¿Se acabó la plata para refuerzos? ¡Azul Azul informa pérdidas en el primer semestre!

Esta mañana, Azul Azul entregó su informe financiero trimestral a la Comisión para el Mercado Financiero (CMF), que es el servicio público a cargo de fiscalizar a las Sociedades Anónimas Deportivas (SADP), de acuerdo a la ley 20.019 que rige al fútbol.

Y, como ya es tendencia, la concesionaria sigue liderando el ranking en peor gestión financiera del fútbol chileno. En la primera mitad del 2022, la empresa dirigida por Michael Clark registra $2.175 millones en pérdidas. En esta cifra alcanzarían a contabilizarse las llegadas de Emmanuel Ojeda y Nery Domínguez, más la indemnización de Santiago Escobar, pero aún no estaría considerada la salida de Diego López.

Pérdidas de Azul Azul, 2017-2022
El gráfico muestra las pérdidas generadas por la gestión de Azul Azul, entre 2017 y 2022, contadas en millones de pesos.

A pesar de ser sólo un semestre, el resultado negativo ya es comparable con toda la temporada 2021, donde la concesionaria informó pérdidas por $2.284 millones, y es muy superior a los registros del 2020 (-$213 millones) y del 2018 (-$752 millones). En efecto, hay que volver al año 2013 para hallar números azules en las cuentas de la empresa ligada a nuestro club, cuando Yuraszeck informó ganancias por $87 millones.

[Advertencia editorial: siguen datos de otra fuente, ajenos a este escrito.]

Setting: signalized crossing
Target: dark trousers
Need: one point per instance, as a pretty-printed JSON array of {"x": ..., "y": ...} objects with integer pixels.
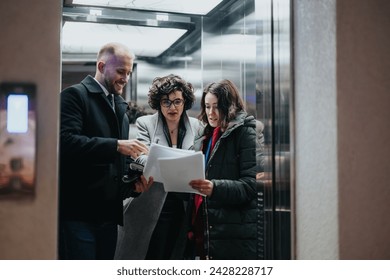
[
  {"x": 165, "y": 234},
  {"x": 87, "y": 241}
]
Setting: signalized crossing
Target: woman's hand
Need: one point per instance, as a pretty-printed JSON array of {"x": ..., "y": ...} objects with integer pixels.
[{"x": 142, "y": 185}]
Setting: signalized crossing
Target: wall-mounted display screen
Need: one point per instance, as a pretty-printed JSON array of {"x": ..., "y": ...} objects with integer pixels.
[{"x": 17, "y": 140}]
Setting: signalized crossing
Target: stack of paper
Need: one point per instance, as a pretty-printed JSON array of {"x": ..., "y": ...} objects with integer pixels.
[{"x": 175, "y": 168}]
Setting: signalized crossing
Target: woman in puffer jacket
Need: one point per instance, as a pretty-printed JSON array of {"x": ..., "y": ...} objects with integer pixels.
[{"x": 223, "y": 220}]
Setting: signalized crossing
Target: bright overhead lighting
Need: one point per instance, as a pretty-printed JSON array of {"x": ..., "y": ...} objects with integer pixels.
[
  {"x": 198, "y": 7},
  {"x": 78, "y": 37}
]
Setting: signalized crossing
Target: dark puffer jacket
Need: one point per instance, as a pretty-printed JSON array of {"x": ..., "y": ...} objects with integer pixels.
[{"x": 230, "y": 213}]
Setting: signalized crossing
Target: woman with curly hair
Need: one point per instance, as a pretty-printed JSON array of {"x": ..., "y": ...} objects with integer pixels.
[{"x": 154, "y": 225}]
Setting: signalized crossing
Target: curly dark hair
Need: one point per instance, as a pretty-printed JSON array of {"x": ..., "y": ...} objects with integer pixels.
[
  {"x": 163, "y": 86},
  {"x": 229, "y": 101}
]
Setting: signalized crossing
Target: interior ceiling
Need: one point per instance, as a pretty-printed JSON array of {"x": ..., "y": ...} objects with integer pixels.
[{"x": 153, "y": 29}]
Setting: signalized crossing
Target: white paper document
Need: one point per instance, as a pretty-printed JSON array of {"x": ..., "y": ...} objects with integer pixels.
[
  {"x": 175, "y": 168},
  {"x": 178, "y": 172},
  {"x": 157, "y": 151}
]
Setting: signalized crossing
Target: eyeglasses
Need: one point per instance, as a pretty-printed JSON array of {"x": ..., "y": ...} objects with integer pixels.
[{"x": 167, "y": 103}]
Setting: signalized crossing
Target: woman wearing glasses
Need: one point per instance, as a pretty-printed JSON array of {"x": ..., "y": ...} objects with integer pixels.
[{"x": 153, "y": 224}]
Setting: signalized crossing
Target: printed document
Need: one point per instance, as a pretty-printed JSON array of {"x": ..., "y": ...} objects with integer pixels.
[{"x": 175, "y": 168}]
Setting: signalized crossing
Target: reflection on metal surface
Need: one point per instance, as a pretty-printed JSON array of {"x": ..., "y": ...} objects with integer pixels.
[
  {"x": 199, "y": 7},
  {"x": 82, "y": 37}
]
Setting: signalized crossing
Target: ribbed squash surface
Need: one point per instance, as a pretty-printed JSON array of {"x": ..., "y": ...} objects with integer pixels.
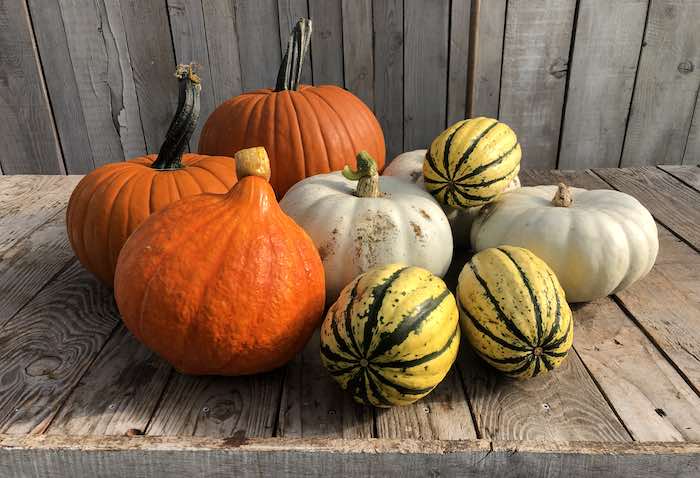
[
  {"x": 471, "y": 162},
  {"x": 391, "y": 336},
  {"x": 514, "y": 312}
]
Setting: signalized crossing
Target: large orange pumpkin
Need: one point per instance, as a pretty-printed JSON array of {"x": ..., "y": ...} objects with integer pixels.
[
  {"x": 108, "y": 204},
  {"x": 223, "y": 284},
  {"x": 307, "y": 130}
]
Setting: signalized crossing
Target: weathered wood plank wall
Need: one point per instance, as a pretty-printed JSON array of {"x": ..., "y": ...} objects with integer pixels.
[{"x": 585, "y": 83}]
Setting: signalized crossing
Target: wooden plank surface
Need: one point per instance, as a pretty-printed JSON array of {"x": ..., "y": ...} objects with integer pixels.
[
  {"x": 426, "y": 38},
  {"x": 152, "y": 61},
  {"x": 290, "y": 11},
  {"x": 671, "y": 202},
  {"x": 601, "y": 80},
  {"x": 357, "y": 49},
  {"x": 62, "y": 87},
  {"x": 667, "y": 85},
  {"x": 28, "y": 137},
  {"x": 257, "y": 26},
  {"x": 460, "y": 16},
  {"x": 314, "y": 405},
  {"x": 48, "y": 346},
  {"x": 488, "y": 57},
  {"x": 388, "y": 72},
  {"x": 152, "y": 456},
  {"x": 327, "y": 41},
  {"x": 533, "y": 80}
]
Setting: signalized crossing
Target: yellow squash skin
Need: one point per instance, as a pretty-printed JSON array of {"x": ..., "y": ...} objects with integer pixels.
[
  {"x": 471, "y": 162},
  {"x": 513, "y": 311},
  {"x": 392, "y": 335}
]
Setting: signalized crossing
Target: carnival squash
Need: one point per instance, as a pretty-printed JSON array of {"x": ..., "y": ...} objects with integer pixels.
[
  {"x": 392, "y": 336},
  {"x": 359, "y": 220},
  {"x": 108, "y": 204},
  {"x": 223, "y": 284},
  {"x": 409, "y": 166},
  {"x": 307, "y": 129},
  {"x": 597, "y": 242},
  {"x": 471, "y": 162},
  {"x": 514, "y": 312}
]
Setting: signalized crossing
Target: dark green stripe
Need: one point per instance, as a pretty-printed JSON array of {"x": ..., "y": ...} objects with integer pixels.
[
  {"x": 399, "y": 388},
  {"x": 410, "y": 323},
  {"x": 372, "y": 316},
  {"x": 448, "y": 146},
  {"x": 479, "y": 326},
  {"x": 510, "y": 325},
  {"x": 348, "y": 318},
  {"x": 431, "y": 162},
  {"x": 420, "y": 360},
  {"x": 471, "y": 148},
  {"x": 480, "y": 169},
  {"x": 531, "y": 292}
]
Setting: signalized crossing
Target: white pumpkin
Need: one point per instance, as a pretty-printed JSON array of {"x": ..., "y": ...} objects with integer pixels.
[
  {"x": 597, "y": 242},
  {"x": 409, "y": 166},
  {"x": 382, "y": 221}
]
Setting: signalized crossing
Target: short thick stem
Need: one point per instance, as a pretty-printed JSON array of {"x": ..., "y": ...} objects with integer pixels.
[{"x": 184, "y": 121}]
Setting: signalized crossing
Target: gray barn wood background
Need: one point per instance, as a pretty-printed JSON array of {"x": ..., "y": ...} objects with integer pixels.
[{"x": 584, "y": 83}]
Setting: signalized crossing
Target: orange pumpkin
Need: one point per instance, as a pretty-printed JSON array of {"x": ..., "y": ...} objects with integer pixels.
[
  {"x": 108, "y": 204},
  {"x": 307, "y": 130},
  {"x": 223, "y": 284}
]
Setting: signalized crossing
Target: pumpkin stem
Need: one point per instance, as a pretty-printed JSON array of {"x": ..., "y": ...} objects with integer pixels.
[
  {"x": 184, "y": 121},
  {"x": 252, "y": 162},
  {"x": 289, "y": 73},
  {"x": 563, "y": 196},
  {"x": 366, "y": 175}
]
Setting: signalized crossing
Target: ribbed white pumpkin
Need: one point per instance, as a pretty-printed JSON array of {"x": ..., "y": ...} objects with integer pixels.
[
  {"x": 409, "y": 166},
  {"x": 354, "y": 234},
  {"x": 598, "y": 244}
]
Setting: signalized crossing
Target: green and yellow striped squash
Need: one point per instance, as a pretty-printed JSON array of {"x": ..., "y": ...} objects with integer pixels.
[
  {"x": 392, "y": 335},
  {"x": 513, "y": 311},
  {"x": 471, "y": 162}
]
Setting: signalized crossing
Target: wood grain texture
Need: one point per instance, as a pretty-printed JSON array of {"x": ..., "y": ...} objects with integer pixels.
[
  {"x": 162, "y": 456},
  {"x": 152, "y": 61},
  {"x": 62, "y": 87},
  {"x": 190, "y": 43},
  {"x": 101, "y": 68},
  {"x": 118, "y": 393},
  {"x": 689, "y": 175},
  {"x": 442, "y": 415},
  {"x": 388, "y": 72},
  {"x": 223, "y": 47},
  {"x": 667, "y": 85},
  {"x": 488, "y": 58},
  {"x": 327, "y": 41},
  {"x": 460, "y": 15},
  {"x": 48, "y": 346},
  {"x": 28, "y": 137},
  {"x": 218, "y": 406},
  {"x": 533, "y": 80},
  {"x": 290, "y": 11},
  {"x": 426, "y": 38},
  {"x": 358, "y": 63},
  {"x": 257, "y": 26},
  {"x": 601, "y": 80},
  {"x": 314, "y": 405},
  {"x": 671, "y": 202}
]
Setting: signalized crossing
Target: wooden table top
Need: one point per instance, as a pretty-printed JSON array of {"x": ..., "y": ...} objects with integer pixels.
[{"x": 627, "y": 400}]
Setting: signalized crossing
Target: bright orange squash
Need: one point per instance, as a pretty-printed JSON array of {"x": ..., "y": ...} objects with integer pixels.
[
  {"x": 307, "y": 130},
  {"x": 223, "y": 284},
  {"x": 108, "y": 204}
]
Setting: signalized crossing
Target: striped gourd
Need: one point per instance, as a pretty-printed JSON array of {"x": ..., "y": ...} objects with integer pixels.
[
  {"x": 471, "y": 162},
  {"x": 514, "y": 312},
  {"x": 391, "y": 336}
]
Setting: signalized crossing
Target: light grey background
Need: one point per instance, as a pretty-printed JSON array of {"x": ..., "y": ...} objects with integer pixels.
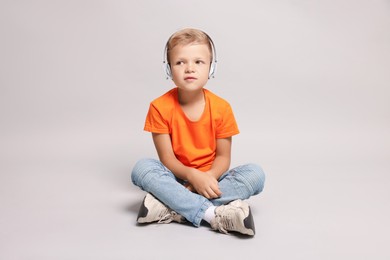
[{"x": 309, "y": 84}]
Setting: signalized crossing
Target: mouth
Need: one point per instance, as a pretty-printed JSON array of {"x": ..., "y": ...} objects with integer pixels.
[{"x": 189, "y": 78}]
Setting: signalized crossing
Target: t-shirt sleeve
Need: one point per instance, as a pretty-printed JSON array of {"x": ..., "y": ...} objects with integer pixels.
[
  {"x": 155, "y": 121},
  {"x": 227, "y": 126}
]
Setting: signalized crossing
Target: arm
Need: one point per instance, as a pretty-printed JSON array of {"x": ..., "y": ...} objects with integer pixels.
[
  {"x": 204, "y": 184},
  {"x": 222, "y": 158}
]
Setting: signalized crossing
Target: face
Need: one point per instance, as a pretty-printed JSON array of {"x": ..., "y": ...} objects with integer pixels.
[{"x": 190, "y": 65}]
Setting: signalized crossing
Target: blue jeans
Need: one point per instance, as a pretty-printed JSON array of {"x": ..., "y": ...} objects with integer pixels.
[{"x": 238, "y": 183}]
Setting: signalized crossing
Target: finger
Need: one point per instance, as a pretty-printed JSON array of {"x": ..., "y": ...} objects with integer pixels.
[{"x": 216, "y": 190}]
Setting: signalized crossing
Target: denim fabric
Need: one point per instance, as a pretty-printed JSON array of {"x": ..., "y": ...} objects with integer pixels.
[{"x": 238, "y": 183}]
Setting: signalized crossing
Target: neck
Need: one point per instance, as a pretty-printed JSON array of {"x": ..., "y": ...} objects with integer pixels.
[{"x": 190, "y": 97}]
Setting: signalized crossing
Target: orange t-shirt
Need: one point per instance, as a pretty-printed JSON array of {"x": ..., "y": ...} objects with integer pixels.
[{"x": 194, "y": 143}]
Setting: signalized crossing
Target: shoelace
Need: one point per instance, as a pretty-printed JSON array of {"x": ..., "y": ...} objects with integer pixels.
[
  {"x": 168, "y": 217},
  {"x": 224, "y": 223}
]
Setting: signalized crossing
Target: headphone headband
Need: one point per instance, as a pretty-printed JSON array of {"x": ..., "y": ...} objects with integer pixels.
[{"x": 213, "y": 64}]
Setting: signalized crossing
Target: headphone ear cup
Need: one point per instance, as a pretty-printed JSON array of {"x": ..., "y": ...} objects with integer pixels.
[
  {"x": 168, "y": 70},
  {"x": 212, "y": 70}
]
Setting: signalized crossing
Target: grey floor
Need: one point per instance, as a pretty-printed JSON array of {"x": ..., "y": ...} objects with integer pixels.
[
  {"x": 309, "y": 85},
  {"x": 329, "y": 202}
]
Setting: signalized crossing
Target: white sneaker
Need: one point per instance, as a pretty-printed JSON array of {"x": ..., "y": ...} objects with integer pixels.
[
  {"x": 152, "y": 210},
  {"x": 235, "y": 216}
]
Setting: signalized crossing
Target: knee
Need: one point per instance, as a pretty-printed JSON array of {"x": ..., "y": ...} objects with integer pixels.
[
  {"x": 256, "y": 177},
  {"x": 141, "y": 170}
]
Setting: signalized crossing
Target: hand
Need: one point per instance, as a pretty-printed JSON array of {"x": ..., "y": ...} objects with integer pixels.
[{"x": 204, "y": 184}]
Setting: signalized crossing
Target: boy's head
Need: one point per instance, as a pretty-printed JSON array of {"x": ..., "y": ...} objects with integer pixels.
[{"x": 189, "y": 36}]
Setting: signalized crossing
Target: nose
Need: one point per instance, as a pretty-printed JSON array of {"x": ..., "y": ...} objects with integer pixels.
[{"x": 189, "y": 67}]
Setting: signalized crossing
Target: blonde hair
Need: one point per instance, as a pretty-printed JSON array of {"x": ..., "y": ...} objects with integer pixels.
[{"x": 188, "y": 36}]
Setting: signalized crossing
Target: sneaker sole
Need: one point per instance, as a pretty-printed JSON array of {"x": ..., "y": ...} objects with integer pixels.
[
  {"x": 143, "y": 211},
  {"x": 249, "y": 223}
]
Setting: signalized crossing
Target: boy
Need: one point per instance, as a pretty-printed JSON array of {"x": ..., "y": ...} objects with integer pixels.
[{"x": 192, "y": 132}]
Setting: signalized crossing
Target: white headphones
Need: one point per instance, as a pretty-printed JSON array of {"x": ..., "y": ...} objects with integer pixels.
[{"x": 213, "y": 64}]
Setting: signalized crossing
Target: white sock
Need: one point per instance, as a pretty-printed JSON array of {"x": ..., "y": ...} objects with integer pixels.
[{"x": 209, "y": 214}]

Considerando los resultados deportivos y financieros, es muy difícil ser optimistas en relación a los nuevos refuerzos que podrían llegar para el 2023. Por un lado, la Universidad de Chile pelea el descenso en la cancha, y sólo jugadores como Osorio y Assadi podrían generar suficiente interés en otros clubes para que paguen por ellos, teniendo presente, de todas formas, que difícilmente podamos optar a reemplazarlos con figuras del mismo nivel. Por otra parte, Azul Azul, a través de su historia, acumula pérdidas por $16.950 millones, sin considerar en dicha suma los $7.500 millones que se deben a Tesorería, y los más de $5.000 millones que se adeudan a instituciones financieras. Con estos antecedentes, más el ambiente enrarecido que se ha hecho habitual en el CDA, es difícil pensar que la U logre atraer jugadores y entrenadores de jerarquía para el próximo año.

Darío Osorio y Lucas Assadi
Osorio y Assadi, la esperanza dentro y fuera de la cancha.

Esta delicada situación institucional vuelve a poner bajo la lupa al modelo de Sociedades Anónimas, quedando en evidencia que los clubes no se han beneficiado ni en lo deportivo, ni en lo económico con el cambio realizado, siendo éstas las áreas donde se prometió mejoras. Ni hablar de la relación y del respeto al hincha, donde está claro que perdimos por goleada.